People are frequently driven to create poems in times of adversity. Certain topics are taboo in mainstream society. For example, each of us will die, yet we don’t talk about it. We are all involved in the conversation about disease, death, and dying, whether we are aware of it. Poetry provides us methods to discuss it.

When we communicate, we employ pauses and wording. When we talk, we breathe. When writing poetry, we use punctuation and line breaks. The line breaks assist the reader discover the natural flow of poetry based on voice. Affirmations are frequently used in poetry.

When it comes to contemporary medicine or how your doctor interacts with you while you are undergoing treatment, they employ language embodied in voice as part of their medication. Doctors have encouraged patients to speak and write their truths, whether it was to assist them grasp the consequences of their diagnosis, to guide them through a painful event, or to help them find the words to compose their own stories and poems. At the same time, we all have the opportunity to learn from them. One of the pleasures that doctors have is the ability to be there in our patients’ life while they go through situations that we may not have had to confront ourselves.

Healing is often assumed to occur at the individual level. However, if healing is viewed as a process that restores us to wholeness, healing can occur not only within the individual patient, but also between patient and family members, between patient and the larger community of which they are a part, and even at the community level. Indeed, healing on several levels is frequently required at the same time.

In many indigenous cultures, disease is considered as the individual becoming out of sync with the community, and in order to treat the individual, their position in the broader order must also be restored. Many West African indigenous cultures use proverbs. In many West African traditional communities, proverbs are passed down orally through poetry.
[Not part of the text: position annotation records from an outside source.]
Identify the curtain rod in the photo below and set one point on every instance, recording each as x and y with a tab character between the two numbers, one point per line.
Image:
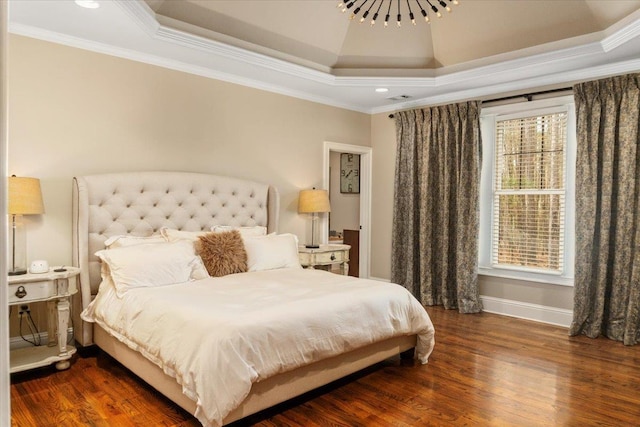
527	96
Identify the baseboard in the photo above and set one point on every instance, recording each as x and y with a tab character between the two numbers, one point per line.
522	310
528	311
17	342
380	279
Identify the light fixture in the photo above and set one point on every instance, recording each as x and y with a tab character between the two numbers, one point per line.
88	4
25	198
313	202
374	6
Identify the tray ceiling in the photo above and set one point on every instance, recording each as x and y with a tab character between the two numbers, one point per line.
308	49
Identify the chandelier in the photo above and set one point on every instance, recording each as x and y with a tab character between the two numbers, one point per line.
375	6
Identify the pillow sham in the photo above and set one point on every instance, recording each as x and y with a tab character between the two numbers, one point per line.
125	240
222	253
152	264
272	251
172	235
257	230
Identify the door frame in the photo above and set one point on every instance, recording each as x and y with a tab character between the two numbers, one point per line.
365	197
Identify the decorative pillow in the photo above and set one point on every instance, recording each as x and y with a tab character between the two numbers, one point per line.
272	251
244	231
222	253
152	264
125	240
172	235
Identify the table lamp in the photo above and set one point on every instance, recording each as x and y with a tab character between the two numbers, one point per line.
25	198
313	202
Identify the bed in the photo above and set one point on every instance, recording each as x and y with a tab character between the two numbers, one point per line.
145	204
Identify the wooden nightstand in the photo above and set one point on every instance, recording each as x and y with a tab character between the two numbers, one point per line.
55	288
325	255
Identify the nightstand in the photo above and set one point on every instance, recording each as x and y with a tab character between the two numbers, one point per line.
55	288
325	255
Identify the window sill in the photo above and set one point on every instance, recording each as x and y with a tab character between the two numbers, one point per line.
527	276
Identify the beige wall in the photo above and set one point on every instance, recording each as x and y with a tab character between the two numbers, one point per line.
345	208
383	143
5	402
75	112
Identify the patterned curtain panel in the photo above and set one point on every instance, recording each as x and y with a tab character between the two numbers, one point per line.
607	273
436	206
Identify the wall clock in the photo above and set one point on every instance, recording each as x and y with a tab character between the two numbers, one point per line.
349	173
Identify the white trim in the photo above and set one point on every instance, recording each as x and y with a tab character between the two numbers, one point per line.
17	342
523	310
489	116
511	83
172	64
366	164
592	56
380	279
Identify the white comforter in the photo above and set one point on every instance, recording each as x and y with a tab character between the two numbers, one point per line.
217	336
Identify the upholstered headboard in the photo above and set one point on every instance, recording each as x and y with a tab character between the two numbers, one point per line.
140	203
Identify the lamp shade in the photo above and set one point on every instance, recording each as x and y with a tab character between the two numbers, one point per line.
25	197
312	201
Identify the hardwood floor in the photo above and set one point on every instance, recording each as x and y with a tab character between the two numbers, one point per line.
485	370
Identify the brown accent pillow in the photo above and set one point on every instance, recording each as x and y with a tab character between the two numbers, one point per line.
222	253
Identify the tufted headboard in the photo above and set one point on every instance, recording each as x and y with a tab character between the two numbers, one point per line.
140	203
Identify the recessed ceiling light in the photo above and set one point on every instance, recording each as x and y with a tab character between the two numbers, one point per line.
89	4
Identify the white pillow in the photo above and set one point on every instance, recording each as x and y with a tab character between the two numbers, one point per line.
172	235
272	251
152	264
244	231
125	240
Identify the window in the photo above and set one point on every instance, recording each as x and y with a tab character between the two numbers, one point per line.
527	194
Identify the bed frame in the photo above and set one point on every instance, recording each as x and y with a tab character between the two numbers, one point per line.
140	203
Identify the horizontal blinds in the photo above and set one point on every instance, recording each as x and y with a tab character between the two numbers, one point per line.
529	193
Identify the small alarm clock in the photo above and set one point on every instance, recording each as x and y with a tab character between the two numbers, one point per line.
39	266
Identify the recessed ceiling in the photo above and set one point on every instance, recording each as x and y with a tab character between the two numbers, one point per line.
308	49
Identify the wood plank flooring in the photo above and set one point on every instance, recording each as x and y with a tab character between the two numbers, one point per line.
486	370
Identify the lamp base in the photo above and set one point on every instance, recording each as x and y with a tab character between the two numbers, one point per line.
17	272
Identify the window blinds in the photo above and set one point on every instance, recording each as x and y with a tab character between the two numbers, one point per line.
529	192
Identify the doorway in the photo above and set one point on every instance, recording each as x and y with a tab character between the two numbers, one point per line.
363	222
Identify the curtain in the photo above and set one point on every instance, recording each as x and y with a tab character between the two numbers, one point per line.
607	270
436	205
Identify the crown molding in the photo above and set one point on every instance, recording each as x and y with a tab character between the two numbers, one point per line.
540	66
53	37
622	36
566	77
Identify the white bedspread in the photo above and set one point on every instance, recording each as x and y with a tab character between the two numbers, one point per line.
217	336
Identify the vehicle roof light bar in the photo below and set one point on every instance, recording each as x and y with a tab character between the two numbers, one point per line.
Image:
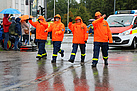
126	12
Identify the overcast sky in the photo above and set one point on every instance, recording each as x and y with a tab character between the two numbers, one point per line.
78	1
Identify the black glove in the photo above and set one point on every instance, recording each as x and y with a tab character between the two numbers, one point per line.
39	20
30	19
70	20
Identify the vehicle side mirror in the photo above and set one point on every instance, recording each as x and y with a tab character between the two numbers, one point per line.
135	25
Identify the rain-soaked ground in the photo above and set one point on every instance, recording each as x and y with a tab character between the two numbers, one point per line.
21	71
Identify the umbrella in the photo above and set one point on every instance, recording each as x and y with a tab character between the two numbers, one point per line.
91	20
25	17
10	11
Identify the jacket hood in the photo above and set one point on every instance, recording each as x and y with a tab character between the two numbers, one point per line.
78	17
97	13
57	15
41	17
6	15
18	19
13	19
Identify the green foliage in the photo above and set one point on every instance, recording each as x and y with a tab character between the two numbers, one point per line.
87	8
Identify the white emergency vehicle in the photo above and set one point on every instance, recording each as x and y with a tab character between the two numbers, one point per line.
123	25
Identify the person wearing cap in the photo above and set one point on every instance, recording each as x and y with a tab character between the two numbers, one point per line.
41	36
57	28
102	35
80	36
6	25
Kykosa Kajangu of the Congo gathered these proverbs and incorporated them into what he calls Wisdom Poetry (personal communication).

When a lady in one African tribe becomes pregnant, the community’s ladies gather in the bush to listen for the new child’s song. When they hear it, they carry it back into the community and perform it in public. When the baby is born, the hymn is sung again. It is repeated again as the youngster undergoes puberty and marriage ceremonies. When the child gets old and dies, the song is repeated. However, it is also performed when a youngster has disobeyed the community, committed a crime, or otherwise fallen out of harmony. People may restore harmony with the world by telling themselves and each other who they are in the grand scheme of things.

Poetry is not dead, how can it be? The definition of “they, you, and I” for death does not apply in poetry.